В новостях обо мне не пишут, интервью не берут. Хотя, если хорошенько вспомнить, то на самой заре моих публикаций ко мне пришел один очкарик из местной газеты и стал выведывать мои планы на будущее. Тогда я ему сказал, что мне нужен одинокий дом в одиноком поле, но он не поверил, решив, что я прибедняюсь и спекулирую. Но я был честен, как со своей бывшей, когда заявил, что ее грудь меня больше не возбуждает. И этот очкарик, подобно моей бывшей, так же встал, так же откланялся, просил его извинить и тихонько закрыл за собой дверь. В тот день я решил, что статья обо мне выйдет дерьмовая, что после такого ухода очкарик не сможет написать ничего путного. И знаете что? Статья действительно вышла дерьмовей некуда. Меня выставили нелюдимом-одиночкой, чуть ли не психом-отшельником, который мечтает о затворничестве в канализационноподобной конуре. В этом, разумеется, тоже был свой шарм, но я не до конца понял эту шутку юмора и даже не сохранил статью, пустив ее в качестве расходного материала для обертывания таранки.
Да и что говорить, может, тот очкарик из местной газетенки был на самом деле прав. В конце концов от меня отвернулись все, все без исключения. Жена бросила, детей не видел уже лет восемь, друзья отвернулись как по команде сразу после того, как прочитали наброски моего так и не опубликованного романа, в котором я всех описывал такими, какими они были в жизни, что им, собственно, и не понравилось (стоматолог понял, что он всего лишь стоматолог, до инженера дошло, что никем другим ему в жизни не стать, воспитательница из детского сада уразумела, что вплоть до самой пенсии ей придется нянчиться с детьми и по местам расставлять горшки; в общем, не всех прельщало, когда о них писали правду). Это было довольно странно наблюдать, как с каждым днем у тебя становилось все меньше точек опоры в виде друзей и знакомых. Сначала они начинали сухо с тобой разговаривать, потом просто здоровались, а затем и вовсе переставали снимать трубку. Каждый раз, как кто-то не подходил к телефону, я вычеркивал его имя из своей адресной книги. Спустя пять лет в ней не осталось ни одной не вычеркнутой записи, и именно тогда я понял, что остался один. Не знаю, почувствовал ли я облегчение или горечь утраты, но жизнь изменила свое русло необратимо и пути назад уже не было.
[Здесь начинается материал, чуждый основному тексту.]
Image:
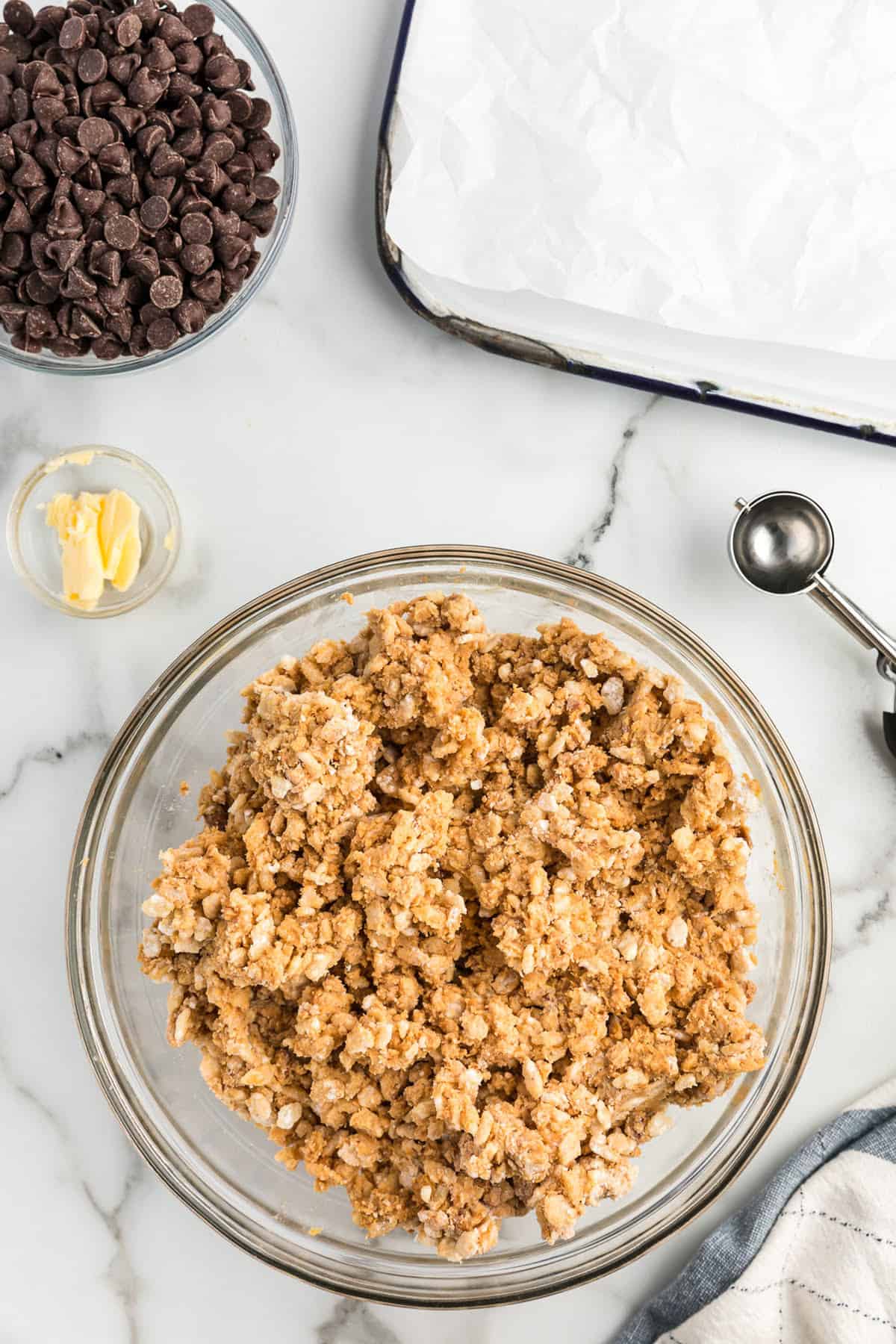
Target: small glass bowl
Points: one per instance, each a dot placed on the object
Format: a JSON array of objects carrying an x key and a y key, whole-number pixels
[
  {"x": 34, "y": 547},
  {"x": 245, "y": 43},
  {"x": 222, "y": 1166}
]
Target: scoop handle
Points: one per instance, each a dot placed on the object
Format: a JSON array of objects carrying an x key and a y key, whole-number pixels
[{"x": 852, "y": 617}]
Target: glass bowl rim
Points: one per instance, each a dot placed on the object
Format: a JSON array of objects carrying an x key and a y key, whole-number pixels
[
  {"x": 16, "y": 515},
  {"x": 267, "y": 67},
  {"x": 214, "y": 641}
]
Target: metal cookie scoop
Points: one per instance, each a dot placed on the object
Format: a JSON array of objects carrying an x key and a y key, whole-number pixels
[{"x": 783, "y": 544}]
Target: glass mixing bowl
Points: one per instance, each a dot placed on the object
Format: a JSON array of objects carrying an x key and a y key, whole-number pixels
[
  {"x": 246, "y": 45},
  {"x": 220, "y": 1164}
]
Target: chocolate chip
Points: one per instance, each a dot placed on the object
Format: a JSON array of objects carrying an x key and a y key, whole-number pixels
[
  {"x": 128, "y": 28},
  {"x": 18, "y": 221},
  {"x": 196, "y": 258},
  {"x": 107, "y": 94},
  {"x": 237, "y": 198},
  {"x": 47, "y": 113},
  {"x": 240, "y": 168},
  {"x": 66, "y": 349},
  {"x": 196, "y": 228},
  {"x": 167, "y": 292},
  {"x": 146, "y": 89},
  {"x": 167, "y": 163},
  {"x": 108, "y": 267},
  {"x": 240, "y": 107},
  {"x": 190, "y": 143},
  {"x": 87, "y": 201},
  {"x": 70, "y": 158},
  {"x": 43, "y": 288},
  {"x": 65, "y": 252},
  {"x": 187, "y": 113},
  {"x": 134, "y": 174},
  {"x": 161, "y": 334},
  {"x": 121, "y": 231},
  {"x": 129, "y": 119},
  {"x": 222, "y": 73},
  {"x": 231, "y": 250},
  {"x": 149, "y": 139},
  {"x": 262, "y": 218},
  {"x": 144, "y": 264},
  {"x": 114, "y": 159},
  {"x": 190, "y": 316},
  {"x": 121, "y": 324},
  {"x": 124, "y": 67},
  {"x": 199, "y": 19},
  {"x": 139, "y": 343},
  {"x": 73, "y": 34},
  {"x": 19, "y": 16},
  {"x": 63, "y": 222},
  {"x": 30, "y": 174},
  {"x": 265, "y": 188},
  {"x": 217, "y": 114},
  {"x": 173, "y": 31},
  {"x": 260, "y": 116},
  {"x": 94, "y": 134},
  {"x": 208, "y": 287},
  {"x": 92, "y": 66},
  {"x": 155, "y": 213},
  {"x": 77, "y": 285}
]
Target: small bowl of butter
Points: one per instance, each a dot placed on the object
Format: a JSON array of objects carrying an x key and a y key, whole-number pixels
[{"x": 94, "y": 531}]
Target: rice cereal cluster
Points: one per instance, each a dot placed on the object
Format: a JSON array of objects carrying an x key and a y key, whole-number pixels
[{"x": 467, "y": 914}]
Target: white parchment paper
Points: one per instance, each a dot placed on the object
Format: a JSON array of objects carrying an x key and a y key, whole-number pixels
[{"x": 726, "y": 168}]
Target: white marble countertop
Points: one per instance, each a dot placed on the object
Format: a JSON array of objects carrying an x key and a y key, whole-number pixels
[{"x": 331, "y": 423}]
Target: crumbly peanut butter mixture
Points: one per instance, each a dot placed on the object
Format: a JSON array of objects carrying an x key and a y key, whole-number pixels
[{"x": 467, "y": 914}]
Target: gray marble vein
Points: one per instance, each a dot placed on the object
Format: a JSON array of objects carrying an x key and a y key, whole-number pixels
[
  {"x": 877, "y": 883},
  {"x": 19, "y": 432},
  {"x": 354, "y": 1323},
  {"x": 582, "y": 553},
  {"x": 53, "y": 756}
]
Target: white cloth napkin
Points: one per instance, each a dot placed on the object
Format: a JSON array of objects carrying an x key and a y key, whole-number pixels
[{"x": 810, "y": 1261}]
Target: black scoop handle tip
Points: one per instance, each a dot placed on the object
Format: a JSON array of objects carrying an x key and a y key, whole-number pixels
[{"x": 889, "y": 732}]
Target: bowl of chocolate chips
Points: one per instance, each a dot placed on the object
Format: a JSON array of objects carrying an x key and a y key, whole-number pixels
[{"x": 147, "y": 179}]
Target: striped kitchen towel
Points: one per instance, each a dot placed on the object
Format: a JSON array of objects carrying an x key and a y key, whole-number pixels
[{"x": 812, "y": 1258}]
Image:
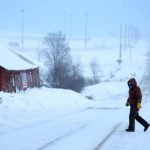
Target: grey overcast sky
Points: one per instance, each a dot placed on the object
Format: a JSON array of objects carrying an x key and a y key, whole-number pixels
[{"x": 103, "y": 19}]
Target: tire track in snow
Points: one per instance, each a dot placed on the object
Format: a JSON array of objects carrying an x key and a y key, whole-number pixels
[
  {"x": 99, "y": 146},
  {"x": 48, "y": 144}
]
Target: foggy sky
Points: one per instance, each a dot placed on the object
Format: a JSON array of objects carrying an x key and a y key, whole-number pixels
[{"x": 104, "y": 17}]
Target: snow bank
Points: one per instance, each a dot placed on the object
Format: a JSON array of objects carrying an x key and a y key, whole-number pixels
[{"x": 42, "y": 98}]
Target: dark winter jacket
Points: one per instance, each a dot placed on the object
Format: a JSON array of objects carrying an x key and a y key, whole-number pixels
[{"x": 135, "y": 95}]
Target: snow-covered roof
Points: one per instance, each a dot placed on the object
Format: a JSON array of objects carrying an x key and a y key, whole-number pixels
[{"x": 12, "y": 60}]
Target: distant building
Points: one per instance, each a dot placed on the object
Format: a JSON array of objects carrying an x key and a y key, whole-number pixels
[{"x": 17, "y": 72}]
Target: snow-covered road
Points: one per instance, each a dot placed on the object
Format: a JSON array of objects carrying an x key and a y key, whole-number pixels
[{"x": 82, "y": 129}]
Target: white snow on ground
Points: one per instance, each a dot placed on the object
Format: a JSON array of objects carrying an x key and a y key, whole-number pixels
[{"x": 54, "y": 119}]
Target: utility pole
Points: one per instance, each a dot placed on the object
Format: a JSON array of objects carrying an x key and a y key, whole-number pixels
[
  {"x": 70, "y": 19},
  {"x": 65, "y": 20},
  {"x": 22, "y": 20},
  {"x": 86, "y": 21},
  {"x": 125, "y": 38},
  {"x": 120, "y": 50}
]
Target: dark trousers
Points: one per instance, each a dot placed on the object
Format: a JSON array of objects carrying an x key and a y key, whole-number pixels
[{"x": 134, "y": 114}]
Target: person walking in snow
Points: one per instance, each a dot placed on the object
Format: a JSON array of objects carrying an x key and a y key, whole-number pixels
[{"x": 134, "y": 101}]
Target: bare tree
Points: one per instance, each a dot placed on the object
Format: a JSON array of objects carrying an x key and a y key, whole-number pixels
[
  {"x": 62, "y": 72},
  {"x": 95, "y": 69}
]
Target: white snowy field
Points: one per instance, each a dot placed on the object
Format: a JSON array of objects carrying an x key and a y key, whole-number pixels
[{"x": 57, "y": 119}]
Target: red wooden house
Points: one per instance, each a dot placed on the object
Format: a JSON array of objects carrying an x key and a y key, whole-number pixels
[{"x": 17, "y": 72}]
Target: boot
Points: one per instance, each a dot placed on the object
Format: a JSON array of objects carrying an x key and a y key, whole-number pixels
[
  {"x": 129, "y": 130},
  {"x": 146, "y": 127}
]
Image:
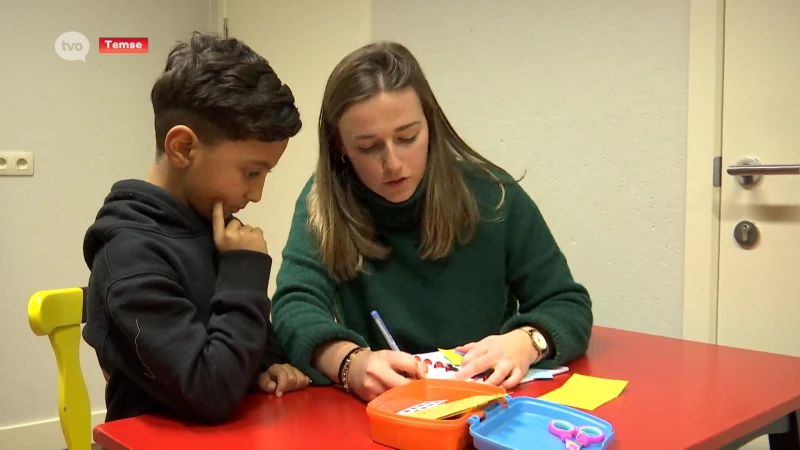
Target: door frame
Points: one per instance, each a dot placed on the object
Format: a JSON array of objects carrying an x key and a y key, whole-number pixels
[{"x": 704, "y": 146}]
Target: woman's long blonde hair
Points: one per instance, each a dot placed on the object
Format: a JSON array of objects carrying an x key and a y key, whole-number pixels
[{"x": 343, "y": 228}]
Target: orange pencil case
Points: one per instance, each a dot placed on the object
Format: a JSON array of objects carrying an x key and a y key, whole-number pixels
[{"x": 403, "y": 432}]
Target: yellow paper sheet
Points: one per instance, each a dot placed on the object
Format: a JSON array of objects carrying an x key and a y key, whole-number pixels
[
  {"x": 585, "y": 392},
  {"x": 451, "y": 356}
]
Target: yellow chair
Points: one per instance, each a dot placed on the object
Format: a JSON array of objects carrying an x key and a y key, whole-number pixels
[{"x": 58, "y": 314}]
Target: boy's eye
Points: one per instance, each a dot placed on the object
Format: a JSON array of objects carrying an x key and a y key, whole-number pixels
[
  {"x": 368, "y": 149},
  {"x": 408, "y": 140}
]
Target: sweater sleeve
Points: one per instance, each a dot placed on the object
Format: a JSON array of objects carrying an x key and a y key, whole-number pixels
[
  {"x": 303, "y": 303},
  {"x": 540, "y": 278}
]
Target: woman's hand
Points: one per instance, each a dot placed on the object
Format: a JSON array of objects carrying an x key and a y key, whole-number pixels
[
  {"x": 373, "y": 373},
  {"x": 508, "y": 356}
]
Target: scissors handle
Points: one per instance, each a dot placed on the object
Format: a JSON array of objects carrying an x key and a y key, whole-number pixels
[
  {"x": 588, "y": 435},
  {"x": 573, "y": 437}
]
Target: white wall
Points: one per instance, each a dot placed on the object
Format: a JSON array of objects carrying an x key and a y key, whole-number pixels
[
  {"x": 303, "y": 40},
  {"x": 590, "y": 98},
  {"x": 88, "y": 125}
]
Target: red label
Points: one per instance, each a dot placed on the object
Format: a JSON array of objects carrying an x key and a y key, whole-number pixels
[{"x": 123, "y": 45}]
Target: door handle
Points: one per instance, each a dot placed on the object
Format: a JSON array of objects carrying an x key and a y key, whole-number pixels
[{"x": 750, "y": 170}]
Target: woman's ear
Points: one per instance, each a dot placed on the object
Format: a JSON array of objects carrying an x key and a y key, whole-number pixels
[{"x": 178, "y": 146}]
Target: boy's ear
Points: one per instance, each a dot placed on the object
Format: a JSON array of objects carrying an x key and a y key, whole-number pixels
[{"x": 178, "y": 146}]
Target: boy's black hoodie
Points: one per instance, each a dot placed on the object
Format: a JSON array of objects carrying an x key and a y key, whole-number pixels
[{"x": 179, "y": 327}]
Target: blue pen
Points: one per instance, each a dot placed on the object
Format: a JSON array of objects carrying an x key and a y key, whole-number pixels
[{"x": 385, "y": 331}]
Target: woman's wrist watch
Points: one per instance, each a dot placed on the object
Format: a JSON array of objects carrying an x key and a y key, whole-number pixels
[{"x": 539, "y": 342}]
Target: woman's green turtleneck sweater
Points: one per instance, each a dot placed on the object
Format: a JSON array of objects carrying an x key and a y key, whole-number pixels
[{"x": 510, "y": 275}]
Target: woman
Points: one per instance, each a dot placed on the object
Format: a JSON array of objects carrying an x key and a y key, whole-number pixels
[{"x": 402, "y": 217}]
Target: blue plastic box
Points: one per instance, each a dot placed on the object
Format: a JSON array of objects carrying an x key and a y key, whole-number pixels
[{"x": 523, "y": 424}]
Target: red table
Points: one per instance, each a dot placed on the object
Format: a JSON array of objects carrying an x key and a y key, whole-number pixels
[{"x": 681, "y": 395}]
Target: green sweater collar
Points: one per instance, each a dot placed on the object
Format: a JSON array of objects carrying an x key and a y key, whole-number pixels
[{"x": 405, "y": 214}]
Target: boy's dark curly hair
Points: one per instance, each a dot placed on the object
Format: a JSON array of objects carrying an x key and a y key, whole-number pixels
[{"x": 222, "y": 90}]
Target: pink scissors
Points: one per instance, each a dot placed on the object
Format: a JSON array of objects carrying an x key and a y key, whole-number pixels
[{"x": 576, "y": 438}]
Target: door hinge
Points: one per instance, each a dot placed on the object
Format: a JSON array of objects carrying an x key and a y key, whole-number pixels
[{"x": 717, "y": 174}]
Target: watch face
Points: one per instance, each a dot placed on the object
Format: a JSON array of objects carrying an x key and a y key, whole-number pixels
[{"x": 540, "y": 341}]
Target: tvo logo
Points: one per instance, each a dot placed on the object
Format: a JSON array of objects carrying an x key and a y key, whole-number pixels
[{"x": 72, "y": 46}]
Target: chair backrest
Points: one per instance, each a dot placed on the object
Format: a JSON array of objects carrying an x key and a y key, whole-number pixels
[{"x": 58, "y": 314}]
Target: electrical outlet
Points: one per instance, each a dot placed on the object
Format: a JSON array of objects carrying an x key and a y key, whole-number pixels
[{"x": 14, "y": 163}]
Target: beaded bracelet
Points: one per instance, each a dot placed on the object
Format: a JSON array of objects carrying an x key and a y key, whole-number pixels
[{"x": 344, "y": 368}]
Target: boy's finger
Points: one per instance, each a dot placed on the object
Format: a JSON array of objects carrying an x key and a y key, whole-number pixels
[
  {"x": 281, "y": 381},
  {"x": 218, "y": 222}
]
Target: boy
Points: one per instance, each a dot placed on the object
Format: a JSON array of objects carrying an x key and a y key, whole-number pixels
[{"x": 177, "y": 306}]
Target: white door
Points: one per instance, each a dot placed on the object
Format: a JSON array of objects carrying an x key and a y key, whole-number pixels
[
  {"x": 759, "y": 281},
  {"x": 759, "y": 287}
]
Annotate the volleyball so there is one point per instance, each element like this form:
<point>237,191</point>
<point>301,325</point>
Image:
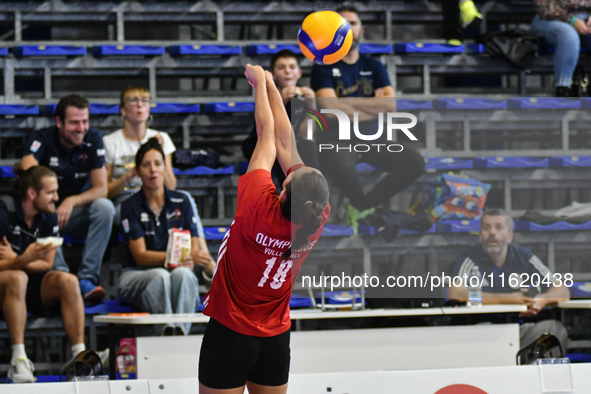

Я не горел желанием заводить новые знакомства и поэтому – как и мечтал с самого детства — собрал все свои накопления за долгие годы работы гробовщиком в городском магазинчике с незатейливым названием «Гробовое молчание», сторожем в близлежащем лесном хозяйстве, грузчиком в супермаркете, кассиром захудалой кофейни и бездарным поэтом у одного-единственного издателя – и купил себе этот самый огромный особняк. Когда агент в первый раз завел меня в дом, я немедленно почувствовал одиночество и пустоту, исходившие от стен, пола и потолка этого особняка. Я ощутил такое родство с этой постройкой, что просто не мог отказаться от ее покупки, и, внеся необходимый первоначальный взнос, в ту же ночь остался там – в этих неровно поклеенных обоями стенах среди пустынного поля, с четырех сторон плотно окруженного сосновым лесом.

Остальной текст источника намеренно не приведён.